Sunday, 26 February 2017

Broad Billed Parrot

Quick, name an extinct bird native to Mauritius.
I imagine you're thinking of the dodo, possibly the most well known extinct bird there is and a symbol used to promote the protection of endangered species.
However, the dodo will feature in a later post. Today I'm featuring another of Mauritius's all too many extinct species, the broad billed parrot.
The broad billed parrot became extinct at roughly the same time as the dodo but isn't as well known or known about.
The bird is only really known from sketches and subfossil findings, the holotype having been lost. In the journals of the Dutch sailors who visited Mauritius in the 1580s, they were initially referred to as Indian Ravens and so when the subfossil of a mandible was discovered the connection wasn't made. They were officially described in 1866, about 200 years after they became extinct. Invasive species, deforestation and hunting were the likely causes of the birds demise.
The postcard is a copy of a plate from Rothschild's 1907 book Extinct Birds and was drawn by Danish naturalist Henrik Gronvold. The blue colour is now considered to be inaccurate, a 2015 translation of a report by Johannes Pretorius who stayed on Mauritius and described the birds said they were very beautifully coloured, with a red body and beak and blue head.


Trivia

The birds were considered rather bad tempered.

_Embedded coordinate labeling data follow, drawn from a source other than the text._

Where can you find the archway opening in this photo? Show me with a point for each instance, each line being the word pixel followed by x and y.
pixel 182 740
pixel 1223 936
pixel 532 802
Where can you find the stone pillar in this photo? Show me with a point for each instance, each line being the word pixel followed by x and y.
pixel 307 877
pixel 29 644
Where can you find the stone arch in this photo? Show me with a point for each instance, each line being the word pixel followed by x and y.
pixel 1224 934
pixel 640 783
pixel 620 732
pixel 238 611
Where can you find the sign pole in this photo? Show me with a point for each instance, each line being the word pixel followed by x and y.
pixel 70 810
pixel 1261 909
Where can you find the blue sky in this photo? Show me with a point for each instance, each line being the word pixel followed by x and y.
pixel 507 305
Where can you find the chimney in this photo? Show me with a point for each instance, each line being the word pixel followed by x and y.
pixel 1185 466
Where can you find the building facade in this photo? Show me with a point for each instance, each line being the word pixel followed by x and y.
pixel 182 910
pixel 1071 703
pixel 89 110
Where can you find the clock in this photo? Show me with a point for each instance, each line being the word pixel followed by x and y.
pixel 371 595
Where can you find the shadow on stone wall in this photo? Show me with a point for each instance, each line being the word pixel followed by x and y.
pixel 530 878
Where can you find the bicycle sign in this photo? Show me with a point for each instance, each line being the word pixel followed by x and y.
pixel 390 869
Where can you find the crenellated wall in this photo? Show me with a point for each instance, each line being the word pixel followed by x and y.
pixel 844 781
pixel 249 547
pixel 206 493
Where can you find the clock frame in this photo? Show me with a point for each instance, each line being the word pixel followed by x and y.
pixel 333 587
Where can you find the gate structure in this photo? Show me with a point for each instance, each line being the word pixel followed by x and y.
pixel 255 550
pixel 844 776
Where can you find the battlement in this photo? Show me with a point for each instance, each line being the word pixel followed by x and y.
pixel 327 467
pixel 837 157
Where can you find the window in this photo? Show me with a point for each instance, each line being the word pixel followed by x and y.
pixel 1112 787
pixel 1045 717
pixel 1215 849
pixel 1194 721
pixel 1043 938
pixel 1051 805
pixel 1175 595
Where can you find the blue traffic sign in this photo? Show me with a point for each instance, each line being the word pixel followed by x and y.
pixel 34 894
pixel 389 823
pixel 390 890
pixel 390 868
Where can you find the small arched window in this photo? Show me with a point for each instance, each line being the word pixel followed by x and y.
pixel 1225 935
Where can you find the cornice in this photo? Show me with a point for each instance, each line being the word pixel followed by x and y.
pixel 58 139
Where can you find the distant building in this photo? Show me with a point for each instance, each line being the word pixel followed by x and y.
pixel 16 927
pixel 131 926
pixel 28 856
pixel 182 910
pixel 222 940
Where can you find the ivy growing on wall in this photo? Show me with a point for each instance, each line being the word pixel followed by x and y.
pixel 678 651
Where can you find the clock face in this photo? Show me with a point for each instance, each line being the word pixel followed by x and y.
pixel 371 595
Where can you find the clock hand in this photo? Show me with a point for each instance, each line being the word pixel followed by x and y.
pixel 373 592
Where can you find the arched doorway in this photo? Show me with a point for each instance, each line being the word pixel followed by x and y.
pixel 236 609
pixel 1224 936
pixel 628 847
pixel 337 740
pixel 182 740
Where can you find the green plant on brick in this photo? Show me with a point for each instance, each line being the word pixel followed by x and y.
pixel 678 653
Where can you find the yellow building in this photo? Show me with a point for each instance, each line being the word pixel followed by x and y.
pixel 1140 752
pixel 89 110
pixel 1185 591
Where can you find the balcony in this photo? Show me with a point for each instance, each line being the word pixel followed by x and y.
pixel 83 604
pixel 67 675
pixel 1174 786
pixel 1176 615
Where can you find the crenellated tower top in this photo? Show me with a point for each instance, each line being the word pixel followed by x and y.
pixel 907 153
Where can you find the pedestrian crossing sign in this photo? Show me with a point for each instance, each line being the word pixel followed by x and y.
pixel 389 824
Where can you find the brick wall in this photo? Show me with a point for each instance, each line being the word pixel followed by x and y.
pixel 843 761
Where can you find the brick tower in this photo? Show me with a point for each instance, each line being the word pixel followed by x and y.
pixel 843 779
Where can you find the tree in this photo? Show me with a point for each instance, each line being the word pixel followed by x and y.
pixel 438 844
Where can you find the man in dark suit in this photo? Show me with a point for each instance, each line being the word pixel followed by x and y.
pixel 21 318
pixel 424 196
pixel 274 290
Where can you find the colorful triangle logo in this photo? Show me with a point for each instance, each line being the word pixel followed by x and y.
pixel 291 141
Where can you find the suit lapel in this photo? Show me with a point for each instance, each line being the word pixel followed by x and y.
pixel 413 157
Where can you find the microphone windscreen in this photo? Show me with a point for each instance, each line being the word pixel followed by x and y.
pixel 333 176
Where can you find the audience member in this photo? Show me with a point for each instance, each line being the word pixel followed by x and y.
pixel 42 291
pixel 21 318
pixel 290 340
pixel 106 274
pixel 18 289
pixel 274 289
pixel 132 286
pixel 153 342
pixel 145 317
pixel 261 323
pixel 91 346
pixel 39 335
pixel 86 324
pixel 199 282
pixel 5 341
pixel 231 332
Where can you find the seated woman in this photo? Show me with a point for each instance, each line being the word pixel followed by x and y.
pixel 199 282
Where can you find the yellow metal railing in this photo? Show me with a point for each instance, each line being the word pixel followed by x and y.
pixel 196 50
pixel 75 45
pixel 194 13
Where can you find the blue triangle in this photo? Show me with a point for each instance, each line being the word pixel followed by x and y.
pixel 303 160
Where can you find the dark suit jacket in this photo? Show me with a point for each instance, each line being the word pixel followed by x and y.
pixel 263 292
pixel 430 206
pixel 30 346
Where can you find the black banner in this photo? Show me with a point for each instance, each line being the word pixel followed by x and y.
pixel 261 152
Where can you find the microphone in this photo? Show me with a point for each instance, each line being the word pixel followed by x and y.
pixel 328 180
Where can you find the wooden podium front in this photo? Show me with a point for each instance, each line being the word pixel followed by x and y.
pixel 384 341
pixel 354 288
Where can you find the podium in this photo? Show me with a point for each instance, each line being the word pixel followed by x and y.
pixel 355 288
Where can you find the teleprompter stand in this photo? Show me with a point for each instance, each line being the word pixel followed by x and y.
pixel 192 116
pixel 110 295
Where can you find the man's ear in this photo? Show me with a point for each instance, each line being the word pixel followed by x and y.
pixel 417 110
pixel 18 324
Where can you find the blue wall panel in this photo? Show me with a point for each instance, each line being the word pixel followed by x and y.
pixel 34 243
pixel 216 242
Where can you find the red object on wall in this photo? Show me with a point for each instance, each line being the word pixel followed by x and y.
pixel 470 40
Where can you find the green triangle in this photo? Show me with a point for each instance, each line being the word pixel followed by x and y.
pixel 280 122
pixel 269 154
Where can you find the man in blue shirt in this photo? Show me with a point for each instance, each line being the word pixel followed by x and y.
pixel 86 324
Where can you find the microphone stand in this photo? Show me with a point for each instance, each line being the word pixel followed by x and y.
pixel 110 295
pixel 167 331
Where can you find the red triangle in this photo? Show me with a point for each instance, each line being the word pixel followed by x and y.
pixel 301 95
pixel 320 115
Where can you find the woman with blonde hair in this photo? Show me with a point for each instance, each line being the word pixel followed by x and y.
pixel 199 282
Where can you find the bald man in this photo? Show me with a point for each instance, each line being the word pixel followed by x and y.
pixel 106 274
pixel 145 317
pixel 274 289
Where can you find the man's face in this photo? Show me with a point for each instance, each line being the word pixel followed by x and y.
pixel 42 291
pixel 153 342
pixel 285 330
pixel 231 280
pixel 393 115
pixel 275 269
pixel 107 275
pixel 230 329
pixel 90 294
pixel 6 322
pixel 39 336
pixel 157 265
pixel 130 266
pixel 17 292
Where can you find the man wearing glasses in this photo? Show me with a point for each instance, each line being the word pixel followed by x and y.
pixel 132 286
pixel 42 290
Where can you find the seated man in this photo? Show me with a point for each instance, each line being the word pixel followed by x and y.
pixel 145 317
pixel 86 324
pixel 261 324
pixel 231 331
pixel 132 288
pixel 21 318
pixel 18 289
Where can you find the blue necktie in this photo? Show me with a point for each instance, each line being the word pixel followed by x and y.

They were not completely flightless but were poor fliers.

Of the many parrot species native to the Mascerene Islands, only one, the echo parrot is still living.

Tuesday, 21 February 2017

The Woolly Mammoth

If you have seen the news recently then no doubt you've seen headlines that scientists are on the verge of bringing back the woolly mammoth from extinction.
In actual fact it would be closer to an elephant with mammoth traits but that doesn't sound as newsworthy.
I'm not sure what I feel about the project, there are other candidates for de-extinction which I'd be more interested in seeing but it does make interesting reading.

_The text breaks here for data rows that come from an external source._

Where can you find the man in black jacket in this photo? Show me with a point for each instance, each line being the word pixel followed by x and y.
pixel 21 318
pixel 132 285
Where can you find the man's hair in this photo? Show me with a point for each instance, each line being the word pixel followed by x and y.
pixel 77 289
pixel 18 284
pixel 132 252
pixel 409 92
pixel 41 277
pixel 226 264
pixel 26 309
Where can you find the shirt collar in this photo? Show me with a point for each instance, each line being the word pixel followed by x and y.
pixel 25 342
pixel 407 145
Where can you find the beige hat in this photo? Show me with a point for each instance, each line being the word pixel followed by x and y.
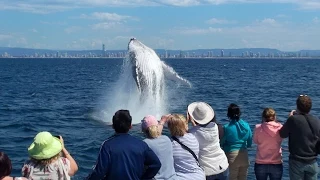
pixel 201 112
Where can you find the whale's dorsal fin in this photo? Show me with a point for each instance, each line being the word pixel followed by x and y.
pixel 173 75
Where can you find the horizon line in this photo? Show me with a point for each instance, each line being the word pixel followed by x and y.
pixel 164 49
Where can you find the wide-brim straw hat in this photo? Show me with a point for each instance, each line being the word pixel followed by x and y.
pixel 44 146
pixel 201 112
pixel 148 121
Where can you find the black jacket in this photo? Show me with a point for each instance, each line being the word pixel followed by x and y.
pixel 302 142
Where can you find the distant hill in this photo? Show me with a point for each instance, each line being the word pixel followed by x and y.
pixel 252 52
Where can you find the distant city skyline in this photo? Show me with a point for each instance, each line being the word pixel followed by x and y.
pixel 287 25
pixel 162 53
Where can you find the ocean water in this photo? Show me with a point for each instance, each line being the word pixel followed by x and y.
pixel 65 96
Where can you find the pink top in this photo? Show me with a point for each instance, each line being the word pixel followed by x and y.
pixel 268 140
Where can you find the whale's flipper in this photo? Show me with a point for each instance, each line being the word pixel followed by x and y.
pixel 172 75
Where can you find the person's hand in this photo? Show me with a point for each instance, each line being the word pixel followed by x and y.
pixel 293 112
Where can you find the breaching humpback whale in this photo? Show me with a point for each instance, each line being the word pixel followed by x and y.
pixel 148 71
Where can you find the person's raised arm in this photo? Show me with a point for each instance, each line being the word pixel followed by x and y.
pixel 73 164
pixel 284 131
pixel 100 170
pixel 152 164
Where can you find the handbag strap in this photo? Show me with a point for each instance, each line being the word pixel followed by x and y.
pixel 186 148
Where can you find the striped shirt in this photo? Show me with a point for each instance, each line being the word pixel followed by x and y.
pixel 185 164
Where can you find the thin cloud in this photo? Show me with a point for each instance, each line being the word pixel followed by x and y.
pixel 34 30
pixel 104 16
pixel 196 31
pixel 105 25
pixel 57 23
pixel 5 37
pixel 72 29
pixel 50 6
pixel 266 33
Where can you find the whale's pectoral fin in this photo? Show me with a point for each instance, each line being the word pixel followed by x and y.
pixel 172 75
pixel 135 74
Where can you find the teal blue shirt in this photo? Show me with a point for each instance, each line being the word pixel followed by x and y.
pixel 237 135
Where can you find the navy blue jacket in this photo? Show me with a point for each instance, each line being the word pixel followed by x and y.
pixel 124 157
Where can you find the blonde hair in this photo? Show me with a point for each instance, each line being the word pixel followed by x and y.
pixel 46 161
pixel 152 132
pixel 177 125
pixel 269 114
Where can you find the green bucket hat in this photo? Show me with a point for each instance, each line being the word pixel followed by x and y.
pixel 44 146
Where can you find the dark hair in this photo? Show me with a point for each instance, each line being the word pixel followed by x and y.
pixel 234 112
pixel 5 164
pixel 269 114
pixel 304 104
pixel 121 121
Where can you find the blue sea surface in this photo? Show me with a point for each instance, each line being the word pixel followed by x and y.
pixel 62 96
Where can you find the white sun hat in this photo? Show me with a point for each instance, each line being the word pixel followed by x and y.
pixel 201 112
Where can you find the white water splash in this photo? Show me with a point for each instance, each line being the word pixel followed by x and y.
pixel 125 94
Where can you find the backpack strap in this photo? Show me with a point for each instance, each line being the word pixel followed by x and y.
pixel 186 148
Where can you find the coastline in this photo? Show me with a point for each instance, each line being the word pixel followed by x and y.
pixel 174 58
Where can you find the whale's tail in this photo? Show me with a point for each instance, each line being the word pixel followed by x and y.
pixel 171 74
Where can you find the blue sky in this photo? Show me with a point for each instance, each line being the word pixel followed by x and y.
pixel 287 25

Even though the majority of the mammoth population died off around 10,000 years ago they do seem to fascinate people in way that more recent extinction don't. I have to admit that when I was a child I was scared of them, even though I knew they were extinct.
On to the postcard then, it's from 1978 from a set celebrating the work of the Siberian branch of the Soviet Academy of Sciences. This particular section being in the Siberian city of Yakutsk which now houses a Mammoth Museum.

I'm not sure which particular specimen this is, but looking at photos of the museum on line, it still seems to be there.




Trivia

At least two preserved mammoths were discovered by children, the Sopkarga mammoth, found in 2012 by an 11 year old boy and the Jarkov Mammoth in 1997 discovered by a 9 year old.

When the first mammoth skeleton was reassembled the tusks were put on the wrong sides.

The last woolly mammoths were to be found on Wrangel Island in the Arctic Circle surviving there until about 2000 BC.

Monday, 20 February 2017

The Carolina Parakeet

Tomorrow marks 99 years since  a bird named Incas died in a Cincinnati Zoo.

With his death ,the Caroline Parakeet, last spotted in the wild 8 years previously, ceased to be.

Incas was never photographed in life, in fact only one bird, a pet named Doodles is undoubtedly known to have been photographed and sadly the photograph is in black and white.

The bird had a wide range from New York to Colorado and was quite abundant in the early half of the 19th century, but its decline had already begun my the 1860s.

The usual suspects were the cause of extinction, namely humankind. Deforestation and hunting being the prime causes.

The card below is a postcard version of a print from John James Audubon's famous and beautiful "The Birds of America" which I've been lucky enough to see a copy of in Liverpool's Central  Library.


Trivia

The bird had the most northerly range of any parrot.

They were thought to be poisonous as cats died after eating them.

They could live up to 35 years in captivity.

They are one of  at least six extinct species of bird in Audubon's Birds of America.










An Introduction

This is a sister blog to my postcards of a vanished world blog.

This time I'll be concentrating on the natural world.

There will be a few differences, firstly I won't just be showing postcards, there'll be stamps and anything else which takes my fancy too.

Secondly, the postcards won't be contemporary. You'll see what I mean when I start to blog.